Why riding bikes really can save lives.

Cycling Plus reader Rob Smale shares just how important it is for men to talk about their mental health and seek help when in crisis

Cycling Plus Rob Smale Gets ready to rise a sportive

Cycling Plus reader Rob Smale – a member of our Get Britain Riding team – shares how important it is for men to talk about their mental health and seek help when in crisis.


Statistics show that men are three times more likely than women to die by suicide. Recently middle-aged men have become the age group that are at highest risk and more likely to take their own life.

Earlier this summer I wrote about my experiences and how I use cycling to help me cope with my mental health issues. I lost my marriage, my business and my home and attempted to end my life just under three years ago.

It’s been a hard road back but since May this year I’ve covered 2100km on the Kent roads; registered to take part in a three day/200 mile Ride for Life to raise money for East Anglia’s Children’s Hospices (www.justgiving.co/Rob-Smale) at the end of September and last weekend completed my first 85 mile sportive in Kent.

I would encourage every man to speak up and say something if they have concerns about their mental health. Talking can save so many lives. I reached out and got help. I am now embracing my experience to help others in a similar situation.

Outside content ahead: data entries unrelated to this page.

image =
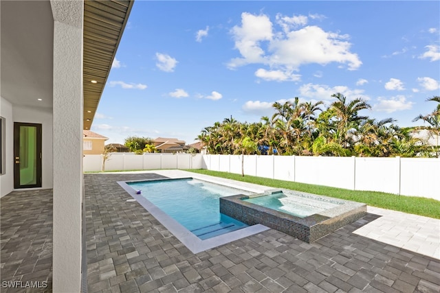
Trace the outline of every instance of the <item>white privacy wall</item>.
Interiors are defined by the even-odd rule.
[[[243,156],[245,175],[440,200],[440,159]],[[84,171],[101,171],[101,155],[84,157]],[[241,155],[113,153],[106,171],[207,169],[241,174]]]
[[[82,162],[84,172],[102,171],[102,156],[100,154],[86,154]],[[105,161],[104,171],[202,168],[201,154],[112,153]]]
[[[203,159],[204,169],[241,174],[241,156]],[[244,174],[440,200],[440,159],[252,155],[244,156]]]

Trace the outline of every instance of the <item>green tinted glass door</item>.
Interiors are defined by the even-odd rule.
[[[41,187],[41,124],[14,123],[14,188]]]

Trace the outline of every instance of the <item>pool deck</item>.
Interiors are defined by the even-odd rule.
[[[439,220],[368,207],[311,244],[269,229],[194,254],[116,183],[192,174],[85,175],[88,292],[440,292]],[[29,292],[50,292],[52,191],[1,200],[0,281],[47,281]]]

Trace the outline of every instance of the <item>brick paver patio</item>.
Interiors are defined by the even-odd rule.
[[[371,213],[311,244],[270,229],[195,255],[116,183],[155,176],[85,175],[89,292],[440,292],[440,260],[353,233]],[[51,282],[51,196],[1,198],[1,281]]]

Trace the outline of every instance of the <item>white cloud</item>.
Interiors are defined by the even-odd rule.
[[[300,97],[314,99],[318,101],[333,100],[334,97],[332,97],[331,95],[337,93],[340,93],[348,99],[354,99],[358,97],[362,97],[365,100],[370,99],[368,95],[363,95],[364,90],[350,89],[345,86],[330,87],[326,84],[306,84],[300,86],[298,91]]]
[[[364,78],[360,78],[359,80],[358,80],[358,81],[356,82],[356,85],[357,86],[363,86],[365,84],[368,84],[368,81],[366,80]]]
[[[396,51],[393,52],[393,54],[391,55],[396,56],[396,55],[403,54],[404,53],[406,53],[407,51],[408,51],[408,49],[404,48],[401,51]]]
[[[98,130],[110,130],[113,128],[113,127],[109,124],[94,124],[94,129],[96,129]]]
[[[420,86],[426,91],[435,91],[440,89],[439,82],[431,78],[418,78],[417,81],[420,83]]]
[[[195,34],[195,40],[199,43],[201,42],[201,38],[208,36],[208,32],[209,31],[209,27],[207,26],[205,30],[199,30]]]
[[[211,93],[211,95],[207,95],[205,97],[206,99],[212,99],[214,101],[216,101],[217,99],[221,99],[223,97],[223,95],[220,93],[218,93],[218,92],[217,92],[215,91],[213,91]]]
[[[307,16],[304,15],[294,15],[292,17],[289,17],[283,16],[280,13],[276,14],[276,19],[278,24],[286,34],[292,28],[307,25],[308,21]]]
[[[235,40],[235,48],[243,57],[231,60],[228,66],[233,69],[250,63],[267,63],[264,50],[259,47],[260,42],[272,38],[272,23],[266,15],[253,15],[248,12],[241,14],[241,26],[235,25],[232,33]]]
[[[109,82],[109,85],[110,86],[115,86],[116,85],[120,85],[122,89],[145,89],[147,87],[146,84],[135,84],[133,82],[127,84],[126,82],[121,82],[121,81],[111,81]]]
[[[116,59],[116,58],[115,57],[115,58],[113,60],[113,63],[111,63],[111,68],[120,68],[120,61]]]
[[[425,48],[428,49],[428,51],[424,53],[422,55],[419,56],[419,58],[420,59],[430,59],[430,61],[437,61],[440,60],[440,50],[439,47],[437,45],[430,45],[426,46]]]
[[[260,116],[270,116],[274,113],[273,102],[248,101],[241,107],[243,111]]]
[[[311,19],[318,19],[318,21],[321,21],[324,19],[327,19],[325,15],[318,14],[309,14],[309,17],[310,17]]]
[[[377,100],[379,102],[373,106],[372,110],[388,113],[402,110],[409,110],[412,108],[412,104],[414,104],[414,102],[407,101],[405,96],[401,95],[391,97],[388,99],[380,97]]]
[[[404,91],[404,83],[397,78],[390,78],[390,81],[385,84],[385,89],[388,91]]]
[[[179,62],[177,60],[167,54],[156,53],[157,62],[156,66],[162,71],[173,72]]]
[[[101,114],[101,113],[98,113],[95,114],[95,118],[96,119],[113,119],[113,117],[109,117],[109,116],[106,116],[104,114]]]
[[[189,96],[188,93],[185,91],[183,89],[176,89],[174,91],[169,93],[168,95],[173,97],[186,97]]]
[[[281,70],[266,70],[262,68],[255,71],[255,76],[264,80],[277,82],[297,81],[301,77],[300,75],[294,74],[292,72]]]
[[[355,70],[362,64],[358,54],[350,51],[348,35],[313,25],[294,30],[307,23],[307,16],[278,14],[276,18],[282,31],[274,31],[266,15],[241,14],[241,26],[231,31],[241,56],[232,59],[229,68],[256,63],[269,65],[272,70],[293,71],[305,64],[338,62]]]
[[[315,73],[314,73],[314,76],[315,78],[320,78],[322,77],[322,75],[323,75],[322,71],[316,71]]]

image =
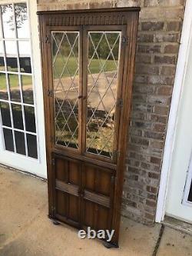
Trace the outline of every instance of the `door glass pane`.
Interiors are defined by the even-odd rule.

Suicide prevention campaigns are now focusing on men because research shows that problems such as debt, relationship breakdown, stress and feeling of hopelessness, guilt and anger can all cause immense pressure. If you think a mate is taking strain you don’t have to be a paid mental health professional to ask him how he is or invite him on a ride to clear his head.

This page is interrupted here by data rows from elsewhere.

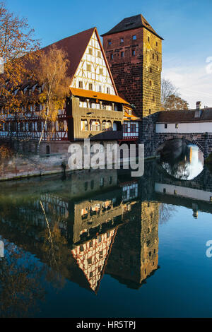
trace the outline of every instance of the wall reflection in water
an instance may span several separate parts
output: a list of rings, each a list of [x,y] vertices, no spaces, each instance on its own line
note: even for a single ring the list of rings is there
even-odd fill
[[[196,146],[178,145],[178,142],[174,141],[170,150],[165,150],[164,153],[162,152],[161,165],[169,174],[177,179],[194,179],[204,169],[204,154]]]
[[[124,170],[83,170],[66,181],[1,184],[1,316],[33,315],[46,282],[62,289],[71,280],[98,294],[109,274],[138,289],[158,268],[158,223],[168,221],[172,206],[186,205],[193,213],[195,207],[195,215],[212,212],[207,170],[204,188],[204,181],[177,186],[156,162],[145,170],[140,179]]]

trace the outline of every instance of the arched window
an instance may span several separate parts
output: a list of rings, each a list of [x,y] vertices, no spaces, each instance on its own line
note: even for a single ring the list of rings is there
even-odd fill
[[[50,147],[49,146],[46,146],[46,154],[49,155],[50,154]]]

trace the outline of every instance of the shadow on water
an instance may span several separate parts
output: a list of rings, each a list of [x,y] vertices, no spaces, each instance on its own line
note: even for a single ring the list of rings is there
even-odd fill
[[[198,211],[212,213],[207,169],[200,182],[191,184],[170,179],[162,168],[164,162],[172,174],[189,179],[196,151],[187,146],[176,163],[172,158],[146,162],[141,178],[126,170],[86,170],[62,179],[1,183],[0,316],[92,316],[93,309],[95,316],[111,316],[100,292],[104,278],[109,288],[116,285],[114,301],[123,313],[117,315],[129,316],[129,309],[122,307],[123,287],[139,290],[157,278],[160,225],[167,225],[179,207],[187,208],[191,218]],[[74,303],[66,302],[68,285]]]

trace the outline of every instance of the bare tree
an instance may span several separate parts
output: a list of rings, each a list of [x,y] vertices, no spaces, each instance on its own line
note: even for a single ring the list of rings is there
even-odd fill
[[[44,105],[42,117],[45,124],[38,146],[42,139],[47,121],[55,121],[59,109],[63,108],[66,97],[69,95],[70,78],[67,76],[69,61],[66,53],[52,46],[42,52],[37,68],[35,76],[38,84],[43,87],[39,95],[39,102]]]
[[[188,102],[180,97],[179,89],[165,78],[161,82],[161,104],[165,111],[188,109]]]
[[[188,110],[188,102],[180,97],[171,95],[167,97],[163,105],[165,111]]]
[[[163,78],[161,81],[161,103],[163,105],[164,105],[165,100],[171,95],[179,96],[178,88],[170,80]]]

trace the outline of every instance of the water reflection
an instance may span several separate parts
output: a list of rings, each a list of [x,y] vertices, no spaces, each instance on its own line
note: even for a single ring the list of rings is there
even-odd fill
[[[83,170],[63,181],[1,184],[1,316],[36,316],[47,283],[63,290],[71,281],[98,295],[110,275],[138,289],[158,269],[158,225],[168,222],[173,206],[187,206],[194,218],[199,211],[212,213],[206,169],[194,187],[170,181],[155,162],[139,179],[124,172]]]
[[[191,180],[204,169],[204,155],[198,146],[186,143],[173,146],[168,153],[162,155],[161,165],[176,179]]]

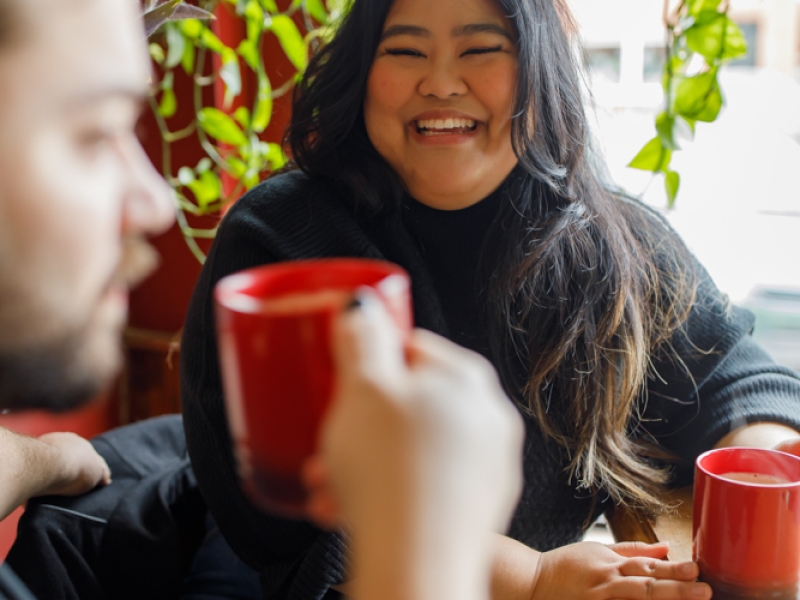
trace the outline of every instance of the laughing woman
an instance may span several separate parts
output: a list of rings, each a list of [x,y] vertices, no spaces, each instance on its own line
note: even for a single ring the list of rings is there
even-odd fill
[[[417,325],[494,364],[527,429],[497,599],[708,597],[694,565],[652,560],[663,547],[575,542],[613,504],[662,510],[704,450],[797,436],[800,380],[754,344],[752,316],[600,177],[574,31],[562,0],[355,0],[298,85],[296,169],[220,226],[184,333],[185,427],[209,507],[265,596],[322,598],[347,573],[339,535],[239,491],[211,290],[243,268],[396,262]]]

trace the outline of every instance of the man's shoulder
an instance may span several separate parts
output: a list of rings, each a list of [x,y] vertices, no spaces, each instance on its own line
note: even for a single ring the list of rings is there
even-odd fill
[[[0,600],[36,600],[7,564],[0,565]]]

Getting out on my bike has given me something to focus on, given me a sense of control and encouraged me to take on challenges. If I can keep grinding away till I reach the top of the hill and drag my fat butt out of the front door I’m winning

If you know anyone who is feeling the pressure, you can contact the Samaritans on 116 123, in Kent, my county, the local authority has launched the Release the Pressure campaign and many other local mental health trusts have similar schemes, while Mental Health Matters also runs a number of confidential helplines.